There’s a great article from The American Reader on “The Grammar of Clickbait” about how these headlines are crafted to draw us into things that have relatively little actual content. It says that there are four types of clickbait headlines: accusatory, empowering, defensive, and cryptic. Each of these four categories goads us into clicking by appealing to curiosity or guilt, but what is found on the other side rarely lives up to the promise of the headline. We can’t help ourselves though. What this article misses, though, is that the psychology of the clickbait subconscious was written nearly two thousand years ago by the Apostle Paul in Romans 7:
“I do not understand what I do. For what I want to do I do not do, but what I hate I do. And if I do what I do not want to do, I agree that the law is good. As it is, it is no longer I myself who do it, but it is sin living in me. For I know that good itself does not dwell in me, that is, in my sinful nature. For I have the desire to do what is good, but I cannot carry it out. For I do not do the good I want to do, but the evil I do not want to do—this I keep on doing. Now if I do what I do not want to do, it is no longer I who do it, but it is sin living in me that does it.”
I know that there’s pretty much nothing of substance behind these headlines but I click them anyway in the same way I know there’s no nutritional value in Mike ‘n’ Ikes, but I shove fistfuls of them in my mouth anyway. It’s the same reason I spent so many hours watching Jersey Shore, why I can’t stop listening to “Timber” by Pitbull and KE$HA, and why I can’t for the life of me, stop watching Big Brother every summer (somebody please help me with this one.) I do the things I do not want to do. For all of our hard-nosed determination and will to resist these types of things, there’s a counter-will telling us to do them, and usually that counter-will wins out.
These are relatively funny things that I want to stop doing but can’t, but we all know that Romans 7 points to much more serious things as well.
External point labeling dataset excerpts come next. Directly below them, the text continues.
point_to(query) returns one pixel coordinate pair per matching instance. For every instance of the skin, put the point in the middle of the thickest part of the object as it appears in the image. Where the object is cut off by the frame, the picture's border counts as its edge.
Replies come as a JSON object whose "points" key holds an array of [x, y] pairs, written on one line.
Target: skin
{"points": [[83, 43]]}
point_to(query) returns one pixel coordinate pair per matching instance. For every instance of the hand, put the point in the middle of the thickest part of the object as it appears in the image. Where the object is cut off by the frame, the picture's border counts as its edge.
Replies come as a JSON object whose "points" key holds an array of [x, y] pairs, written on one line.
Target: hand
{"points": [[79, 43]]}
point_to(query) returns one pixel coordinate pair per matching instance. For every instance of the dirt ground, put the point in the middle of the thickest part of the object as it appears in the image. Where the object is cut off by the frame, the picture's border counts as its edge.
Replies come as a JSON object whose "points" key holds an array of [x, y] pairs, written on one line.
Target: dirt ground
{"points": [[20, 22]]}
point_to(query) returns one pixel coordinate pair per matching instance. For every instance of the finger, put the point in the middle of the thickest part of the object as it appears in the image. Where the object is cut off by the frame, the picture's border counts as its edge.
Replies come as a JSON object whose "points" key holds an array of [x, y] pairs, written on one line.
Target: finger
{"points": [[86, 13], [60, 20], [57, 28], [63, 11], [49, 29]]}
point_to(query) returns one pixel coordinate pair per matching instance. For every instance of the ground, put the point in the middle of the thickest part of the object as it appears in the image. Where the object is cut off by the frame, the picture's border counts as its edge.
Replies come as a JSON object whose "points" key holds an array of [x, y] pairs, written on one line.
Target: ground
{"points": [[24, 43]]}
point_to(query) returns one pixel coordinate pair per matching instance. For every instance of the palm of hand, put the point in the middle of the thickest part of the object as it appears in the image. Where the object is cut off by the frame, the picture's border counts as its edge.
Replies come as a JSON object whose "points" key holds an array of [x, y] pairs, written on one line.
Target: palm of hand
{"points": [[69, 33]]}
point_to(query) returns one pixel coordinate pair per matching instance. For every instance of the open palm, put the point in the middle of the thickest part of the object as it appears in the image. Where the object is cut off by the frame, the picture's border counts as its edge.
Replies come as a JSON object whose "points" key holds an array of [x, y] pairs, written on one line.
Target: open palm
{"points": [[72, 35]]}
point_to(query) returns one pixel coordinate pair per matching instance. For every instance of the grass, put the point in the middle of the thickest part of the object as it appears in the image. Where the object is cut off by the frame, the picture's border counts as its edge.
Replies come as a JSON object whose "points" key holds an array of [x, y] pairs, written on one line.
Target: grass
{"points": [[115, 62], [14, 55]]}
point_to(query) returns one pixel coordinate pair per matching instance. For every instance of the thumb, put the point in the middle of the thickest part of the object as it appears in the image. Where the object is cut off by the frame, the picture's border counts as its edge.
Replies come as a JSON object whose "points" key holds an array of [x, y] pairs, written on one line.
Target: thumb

I want to be a person who is a model of forgiveness, but I still have feelings of terrible hatred towards that person who did me wrong one time. I want to be the person who will drop everything if a friend needs to talk, but I find a pathetic excuse not to. I want to be an open and honest person, but when it comes really opening up my heart, my pride won’t let me.
Whether it’s clickbait or something darker, it all draws from the same psychology found in this passage. We live our lives in counterbalance with the shoulds and oughts that we know so well. “Seven Signs Romans 7 Applies to You Perfectly?” Nope. For you and me there’s only one: we are human beings. And it’s a sure enough sign to keep us clicking.
There’s only ever been (and will ever be) one exception to this rule, and you probably know his name. He came and lived this human experience and fulfilled the law. We and our hearts with sin living in us are incapable of doing so. Thanks to Christ’s sacrifice we are now viewed by God as the exception, even though we are the Romans 7 rule.
This has been way too serious for me. I need to go buy some white cheddar popcorn and watch re-runs of Wipeout.
Also, due to some soul-searching, we promise not to ironically use clickbait titles in our posts anymore. Although, if you think about Romans 7, that probably means you’ll be seeing a lot of them soon. Sorry.